I so wanted to like Anna. Really. Luc Besson is among my favorite filmmakers, despite his weaknesses as a storyteller, cultural insensitivity, and fondness for casting supermodels who can’t really act. Wait…maybe those are reasons why I like him?  He’s been doing the same thing for so many years we’re stunned when he does anything different. But Anna is not different. It’s the same. The same as numerous hot chick assassin movies Besson has done in an attempt to recapture what he found with 1990’s iconic La Femme Nikita, and then momentarily rediscovered with 2014’s Lucy.

There is, of course, a visceral reaction to watching a sexy killer mow her way through a bunch of armed goons, always dudes, mind you. But it’s fleeting if there isn’t more the story grapples with. It’s Besson’s idea of female empowerment, I guess, although the way his camera leers on his muse du jour, in this case Russian supermodel Sasha Luss, it sticks much closer to objectification. Luss, who Besson discovered and gave a tiny role in his mega-blockbuster flop Valerian and the City of a Thousand Planets, plays the titular junkie whose analytical skills, calm under pressure, and outright desperation makes her the perfect KGB recruit. These things always start off with the woman in question being either a junkie or a whore, so they can be rescued and turned to a life of murder-for-hire, which seems like an upgrade from their previous predicament.

To the film’s benefit, the tables have been turned a little in that Anna is stuck in a war between governmental spy agencies in 1990. Recruited by an intense KGB spook named Alex (Luke Evans), Anna is given a choice to either serve her country or go on living in squalor. She proceeds to slit her own wrists rather than make a choice, followed by a hilariously long-winded conversation while she bleeds out. He wins her over, eventually, and before long she’s in Paris posing as a supermodel (stretch those wings!!) while working for a Russian assassin ring led by the cutthroat Olga, played by the great Helen Mirren styled to look like Linda Hunt with much the same ornery attitude.  Of course, this being a Besson film he has a certain dismissive idea of the CIA, led by a bored-looking Cillian Murphy (bored until he’s in a tight space with Luss, that is, then he perks up), who show up and make Anna’s life very complicated.

So Anna is another in a long line of statuesque beauties with pouty lips and deadly aim. And Anna does kill a lot of men, usually set to whatever track Besson thinks is appropriate for the era, although a murder set to INXS’s “Need You Tonight” is a definite odd choice. However, if you want a dose of C&C Music Factory, you’ll get it here. There’s nothing here that keeps you gripped with suspense, no subtext, nothing.
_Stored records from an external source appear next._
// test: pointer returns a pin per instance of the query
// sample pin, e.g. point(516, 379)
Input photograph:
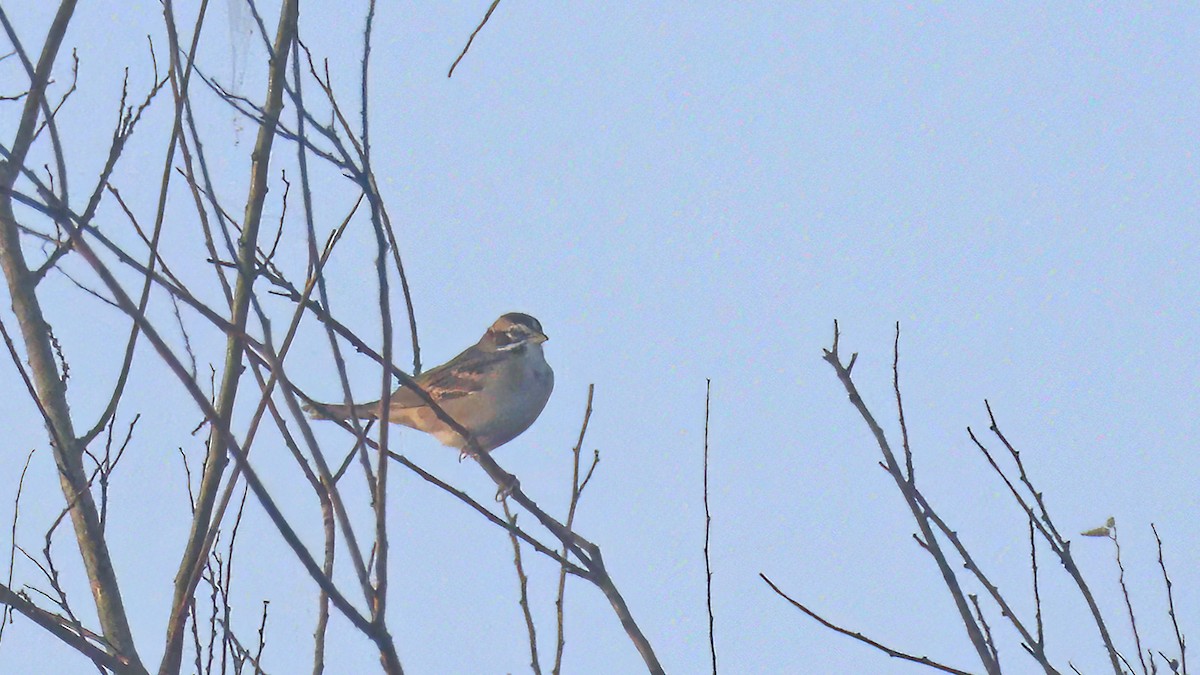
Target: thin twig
point(472, 39)
point(708, 525)
point(1170, 603)
point(862, 638)
point(523, 585)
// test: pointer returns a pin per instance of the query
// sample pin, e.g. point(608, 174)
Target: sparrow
point(495, 389)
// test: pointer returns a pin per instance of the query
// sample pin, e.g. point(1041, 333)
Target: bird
point(495, 389)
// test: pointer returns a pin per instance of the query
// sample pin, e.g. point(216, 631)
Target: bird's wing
point(461, 376)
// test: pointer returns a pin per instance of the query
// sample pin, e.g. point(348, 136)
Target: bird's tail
point(341, 411)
Frequent leaps in chronology to explain major plot twists may seem like a cool idea at first, until you realize it means nothing truly matters because of it. If it were used sparingly, that would be one thing, but quickly it becomes a narrative crutch that Besson leans on for the entire movie.
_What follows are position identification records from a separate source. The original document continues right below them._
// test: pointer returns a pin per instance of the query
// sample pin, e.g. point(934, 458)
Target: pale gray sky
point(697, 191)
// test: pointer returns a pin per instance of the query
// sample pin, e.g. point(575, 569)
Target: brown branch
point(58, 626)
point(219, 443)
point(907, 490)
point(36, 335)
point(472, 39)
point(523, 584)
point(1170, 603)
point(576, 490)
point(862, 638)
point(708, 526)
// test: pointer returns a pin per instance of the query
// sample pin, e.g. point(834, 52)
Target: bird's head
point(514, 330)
The action is standard and not up to par in today’s John Wick/Atomic Blonde era. Besson hasn’t improved on his techniques in the least, and I don’t hold Luss responsible for the bland fight choreography. She’s actually got a fair amount of charisma, athleticism, and isn’t untalented as an actress. But this is a Besson script, and he has never been able to create another female superstar since Milla Jojovich back in the ’90s. His lead females are all empty vessels, and sadly he only sees women as either seductresses or objects of desire. Mirren’s character explicitly lays this out at one point, calling Anna “useful as a honeytrap” and nothing. It’s like Besson is speaking through her. I would say Luss is deserving of better, and maybe in a future movie she’ll get it. But if Besson comes calling proposing Anna 2: The Revenge, she should politely refuse.